Attracting Young Families to Jackson County

Jackson County project team meets to discuss the Attracting Young Families initiative
Academic Year 
2017-2018
College/Department 
Urban & Regional Planning

As part of their capstone project, second-year graduate students from the School of Urban & Regional Planning developed strategies and recommendations to position and market Jackson County as a top choice in the region for young families making residential location decisions. 

Following community visioning and other planning processes, Jackson County officials sought to build on existing assets and proactive leadership in order to retain young families and attract new families to the community.

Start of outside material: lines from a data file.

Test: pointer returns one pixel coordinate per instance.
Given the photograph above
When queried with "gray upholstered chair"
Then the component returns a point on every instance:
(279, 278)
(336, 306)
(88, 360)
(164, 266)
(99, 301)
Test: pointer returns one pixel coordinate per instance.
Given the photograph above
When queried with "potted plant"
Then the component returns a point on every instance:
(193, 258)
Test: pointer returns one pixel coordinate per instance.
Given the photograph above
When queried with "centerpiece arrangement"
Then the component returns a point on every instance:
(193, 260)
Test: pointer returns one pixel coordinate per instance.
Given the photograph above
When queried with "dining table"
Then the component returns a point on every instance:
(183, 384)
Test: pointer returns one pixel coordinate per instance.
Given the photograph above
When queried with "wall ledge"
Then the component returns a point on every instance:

While a recent housing needs assessment demonstrates a growing need for additional housing to accommodate older residents, young families are equally essential to community vitality and sustainability.  New and innovative strategies are necessary to make Jackson County more prepared and appealing for this target market. 

With natural features like the Maquoketa Caves State Park and the Mississippi River along the eastern border, Jackson County has long been a draw for outdoor enthusiasts.  Arts & cultural amenities such as the increasingly popular Codfish Hollow music venue, a drive-in movie theater (one of five in Iowa), and the Maquoketa Art Experience draw in tourists and enhance quality of life for local residents.  Jackson County is also conveniently located between Dubuque and the Quad Cities, two Eastern Iowa employment hubs.

Still, local leaders recognize the need to adopt proactive and innovative strategies to increase physical infrastructure capacity, particularly with regards to appropriate housing stock, and to effectively market to young families.  Succession planning for small businesses has also been identified by Jackson County Economic Alliance (JCEA) staff as a strategic marketing opportunity.

In their report to JCEA, the students evaluated policies, incentives, and other strategies implemented by comparable communities.  The students also evaluated the need for succession planning as many rural business owners reach retirement age, and how this could be an effective incentive to young families interested in operating existing businesses.  The students evaluated Jackson County’s competitive advantages (and, and conversely, obstacles to overcome) and potential financial incentives that will be the foundation for an effective campaign to attract young families.  Through research and public outreach activities, the report provides recommendations and tools to address issues related to housing, child care, youth development, economic vitality, and marketing.